Re: First Session of MC
I'm sorry to hear about your horrible experience with marriage counseling. It sounds from what you wrote that you saw the counselor by yourself and that there were two counselors (as you referred to them as they). There are different approaches, but I generally feel that it is counterproductive to see a marriage counselor without your spouse. If the counselor feels sorry for you, it may be difficult for him/her to be impartial when your wife joins the therapy, which may make her feel that the therapist is on your side.
No real change will happen instantly and it may get worse before it gets better, but if your therapist is good, it need not be torture.
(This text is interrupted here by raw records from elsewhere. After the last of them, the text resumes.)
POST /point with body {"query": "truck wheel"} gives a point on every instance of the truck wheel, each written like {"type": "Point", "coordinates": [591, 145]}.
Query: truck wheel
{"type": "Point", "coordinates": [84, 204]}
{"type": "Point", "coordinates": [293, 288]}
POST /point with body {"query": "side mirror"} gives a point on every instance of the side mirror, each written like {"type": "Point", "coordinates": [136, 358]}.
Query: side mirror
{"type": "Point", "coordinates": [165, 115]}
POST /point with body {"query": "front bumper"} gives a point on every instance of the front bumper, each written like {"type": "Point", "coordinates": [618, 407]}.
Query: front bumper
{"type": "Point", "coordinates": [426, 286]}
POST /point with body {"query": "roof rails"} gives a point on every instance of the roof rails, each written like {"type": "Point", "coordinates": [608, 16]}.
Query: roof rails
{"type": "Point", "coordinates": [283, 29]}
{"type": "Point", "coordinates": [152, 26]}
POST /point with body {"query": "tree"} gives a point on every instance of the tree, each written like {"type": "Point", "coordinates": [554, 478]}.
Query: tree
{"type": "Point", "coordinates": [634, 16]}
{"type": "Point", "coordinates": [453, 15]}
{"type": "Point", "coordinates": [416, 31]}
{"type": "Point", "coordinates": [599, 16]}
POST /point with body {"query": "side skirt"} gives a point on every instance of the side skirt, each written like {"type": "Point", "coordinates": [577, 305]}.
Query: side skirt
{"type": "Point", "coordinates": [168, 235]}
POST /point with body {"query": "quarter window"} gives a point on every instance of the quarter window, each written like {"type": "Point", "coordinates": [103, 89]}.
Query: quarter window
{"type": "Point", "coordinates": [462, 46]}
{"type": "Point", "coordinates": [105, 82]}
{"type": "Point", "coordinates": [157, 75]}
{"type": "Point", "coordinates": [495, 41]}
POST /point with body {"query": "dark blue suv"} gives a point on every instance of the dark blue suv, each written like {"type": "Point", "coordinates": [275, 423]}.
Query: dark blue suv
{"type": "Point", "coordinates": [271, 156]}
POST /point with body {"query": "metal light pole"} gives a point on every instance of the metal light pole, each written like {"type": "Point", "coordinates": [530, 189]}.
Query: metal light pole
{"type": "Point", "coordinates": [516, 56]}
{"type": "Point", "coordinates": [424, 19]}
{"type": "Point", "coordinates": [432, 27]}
Although my sessions with couples can get intense, they usually walk out of the room feeling better than they came in. That's because we focus on them connecting and relating to each other as opposed to me giving them a bunch of advice.
In order to save your marriage, you will need to go to the root of the conflict. Expecting the other to change because you did will not solve the ultimate problem because it's usually not really about the issues, it's about what you are both triggering in each other. While suggestions to show interest in each other, etc... can be helpful, it's only a band-aid. It won't change the core issues that are preventing you from making progress. Of course, not knowing all the details of your situation, it's difficult to comment specifically, but this is a general overview of what I personally have found to be effective working with couples. Best of luck and hang in there.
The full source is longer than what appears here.